Scissor + pen + anything found in the house is probably the most simple 'material requirement' one can find in a poster for an art workshop. Kottayam-based illustrator Leeza John, the artist selected from India to lead Rivers of The World — an international art and education project by the Thames Festival Trust and the British Council says that she conceptualised the art workshops for the project with one key rule in mind, minimise — to minimise drawing on paper, to minimise expensive materials and to definitely use daily-life objects.
Conducted since 2005, Rivers of The World involves schools from three new countries every year and partners them with schools in the UK. The two-year program allows students to work with local artists and designers to create beautiful river-inspired artworks for public displays in exhibitions around the world. While the first year focuses on their local rivers, in the second year, it shifts to their partner school's local rivers, thereby helping students to learn about new cultures and increase their general awareness of the world.

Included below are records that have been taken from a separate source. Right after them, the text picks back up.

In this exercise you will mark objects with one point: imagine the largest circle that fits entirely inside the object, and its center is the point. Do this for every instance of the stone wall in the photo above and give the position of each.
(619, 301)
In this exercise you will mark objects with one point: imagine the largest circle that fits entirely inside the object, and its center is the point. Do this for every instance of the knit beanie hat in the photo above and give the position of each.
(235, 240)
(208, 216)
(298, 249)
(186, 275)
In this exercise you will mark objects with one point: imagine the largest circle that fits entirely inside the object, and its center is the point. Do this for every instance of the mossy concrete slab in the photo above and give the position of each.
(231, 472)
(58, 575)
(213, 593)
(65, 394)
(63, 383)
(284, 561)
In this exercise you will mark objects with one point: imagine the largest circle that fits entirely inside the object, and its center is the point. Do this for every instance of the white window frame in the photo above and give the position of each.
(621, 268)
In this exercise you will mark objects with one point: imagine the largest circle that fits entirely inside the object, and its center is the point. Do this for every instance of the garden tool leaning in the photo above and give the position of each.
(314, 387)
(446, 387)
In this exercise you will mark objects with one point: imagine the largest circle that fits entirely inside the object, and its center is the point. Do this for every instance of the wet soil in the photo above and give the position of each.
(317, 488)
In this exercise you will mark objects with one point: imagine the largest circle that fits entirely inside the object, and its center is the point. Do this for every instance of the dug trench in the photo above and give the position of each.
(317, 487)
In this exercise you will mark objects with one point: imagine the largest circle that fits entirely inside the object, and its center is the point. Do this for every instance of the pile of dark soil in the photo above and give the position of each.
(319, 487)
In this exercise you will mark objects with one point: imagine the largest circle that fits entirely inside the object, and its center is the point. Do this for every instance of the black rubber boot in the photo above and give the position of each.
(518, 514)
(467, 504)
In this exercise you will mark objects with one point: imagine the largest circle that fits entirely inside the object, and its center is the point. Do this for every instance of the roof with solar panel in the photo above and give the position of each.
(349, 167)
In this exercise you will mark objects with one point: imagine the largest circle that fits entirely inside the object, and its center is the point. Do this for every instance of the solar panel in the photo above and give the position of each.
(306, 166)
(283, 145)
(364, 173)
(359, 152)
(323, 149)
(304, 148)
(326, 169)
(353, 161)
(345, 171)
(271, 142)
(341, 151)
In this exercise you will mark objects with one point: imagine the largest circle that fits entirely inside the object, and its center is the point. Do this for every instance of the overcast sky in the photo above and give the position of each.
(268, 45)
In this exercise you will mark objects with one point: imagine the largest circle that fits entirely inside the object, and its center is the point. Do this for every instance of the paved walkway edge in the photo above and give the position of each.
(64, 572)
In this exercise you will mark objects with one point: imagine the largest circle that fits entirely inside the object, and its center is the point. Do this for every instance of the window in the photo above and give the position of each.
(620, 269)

"Luckily for me, one of the places that the programme chose this year was Thiruvananthapuram (Kerala) and they wanted a local artist who could communicate in Malayalam. I had recently quit my job as an architect to venture out and do something new and exciting, hence the timing was perfect. The programme was a great blend of my various interests so I immediately applied and fortunately got selected," says the 28-year-old artist, who hails from Thenpuzha.
Talking further about her role as the local artist chosen to develop and conduct workshops for middle school children in Thiruvananthapuram, Leeza says "It was not about teaching them facts about the rivers but was about using art as a creative outlet to strengthen the relationship they had with their rivers because we tend to protect what we have a connection with.”

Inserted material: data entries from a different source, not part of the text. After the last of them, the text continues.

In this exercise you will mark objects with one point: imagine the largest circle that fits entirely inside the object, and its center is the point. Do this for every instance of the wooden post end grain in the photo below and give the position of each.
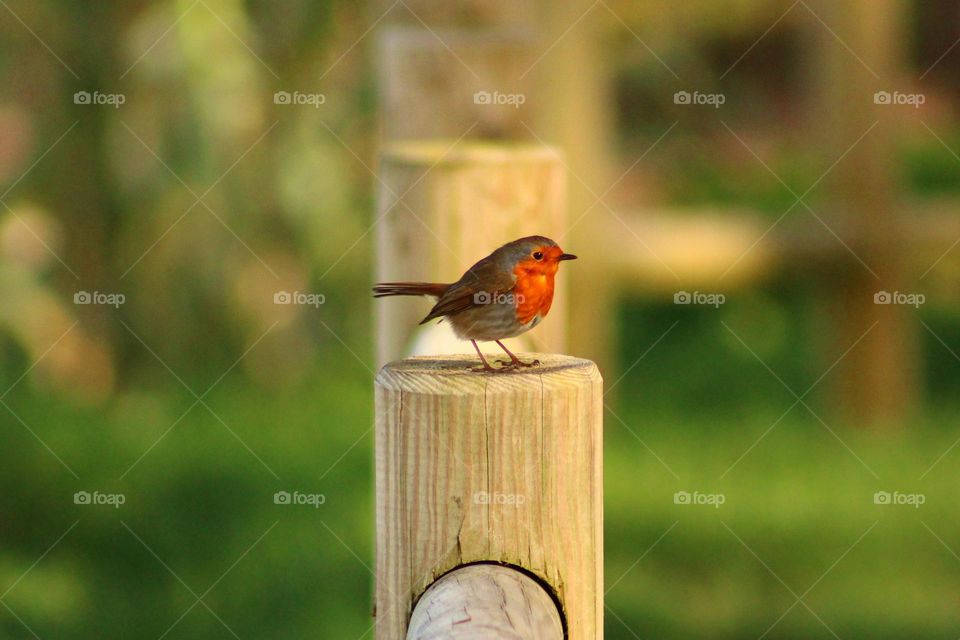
(502, 468)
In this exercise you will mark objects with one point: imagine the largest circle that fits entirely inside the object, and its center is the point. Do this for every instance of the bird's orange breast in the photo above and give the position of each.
(534, 294)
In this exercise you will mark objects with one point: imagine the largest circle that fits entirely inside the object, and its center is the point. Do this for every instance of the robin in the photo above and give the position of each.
(503, 295)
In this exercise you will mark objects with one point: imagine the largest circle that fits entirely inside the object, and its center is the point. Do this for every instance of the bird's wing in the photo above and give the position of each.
(483, 277)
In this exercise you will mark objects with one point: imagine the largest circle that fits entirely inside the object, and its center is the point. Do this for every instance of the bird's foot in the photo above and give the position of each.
(517, 362)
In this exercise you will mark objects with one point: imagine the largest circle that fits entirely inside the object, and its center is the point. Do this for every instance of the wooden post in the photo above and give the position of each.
(486, 601)
(502, 468)
(878, 381)
(442, 207)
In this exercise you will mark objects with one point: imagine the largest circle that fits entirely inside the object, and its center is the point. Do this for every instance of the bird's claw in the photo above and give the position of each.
(513, 364)
(484, 369)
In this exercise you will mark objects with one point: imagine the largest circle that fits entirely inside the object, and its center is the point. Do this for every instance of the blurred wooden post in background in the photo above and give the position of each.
(503, 469)
(877, 382)
(441, 210)
(446, 199)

“Earlier this year, I visited these selected schools (and the local rivers) to meet the students and introduce the programme before returning later in the year to conduct the actual workshops. Additionally, I spent a week in London for visiting partner schools and for training with fellow artists from around the world. Even though this is a global programme, it is a collective of smaller regional communities, each having the power to tell their own story and add to the narrative in their own way," she adds.

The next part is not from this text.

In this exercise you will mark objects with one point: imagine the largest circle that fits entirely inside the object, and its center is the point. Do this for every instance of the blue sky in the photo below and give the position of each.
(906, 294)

A quick glance at the final artworks that are now on display in London (at Riverside Walkway by Tate Modern) will show that the students have used natural objects such as leaves and flowers to create locally spotted birds and fish, non-biodegradable products such as utensils and cutlery to create self-portraits, cut-outs from newspapers to portray the Malayalam script, among others.
We ask Leeza what inspired her to use everyday objects for the workshops and she shares, “A few years ago, I decided to draw on a daily basis to improve my skills as an illustrator. Not only to enhance quick thinking but also to think differently. It soon became too daunting to start every morning with a blank sheet of paper and force me to start drawing. Sometime in 2017, I came across the works of Christoph Niemann and the Sunday Sketching exercises he did with objects around him. It was a simple idea to use a seemingly unassuming everyday object, re-look at it and make it into something else. The final piece was always surprising and definitely exciting.”
“The more I continued to work with everyday objects, the more it pushed me to look for joy and inspiration in the simple things around me. I wanted to share that with the young students. I wanted them to know those simple ideas are powerful. I wanted them to know that creativity was boundless and not always dependent on procuring tools or materials. Art needn’t be expensive or complicated. It is more about thinking creatively and differently. I felt that some guidance in the right direction could make all the difference," shares Leeza who is currently a full-time freelance illustrator who works on editorial illustrations, children’s books and simple animations.
And what are some of her future projects? “Rivers of the World programme is usually structured for two years. Depending on how the first year of workshops turn out, the contract is renewed for another year. So fingers crossed, and I hope I do get to work with these students again! I’m lucky that every project that comes my way is very very different from each other. So I’m happily exploring.”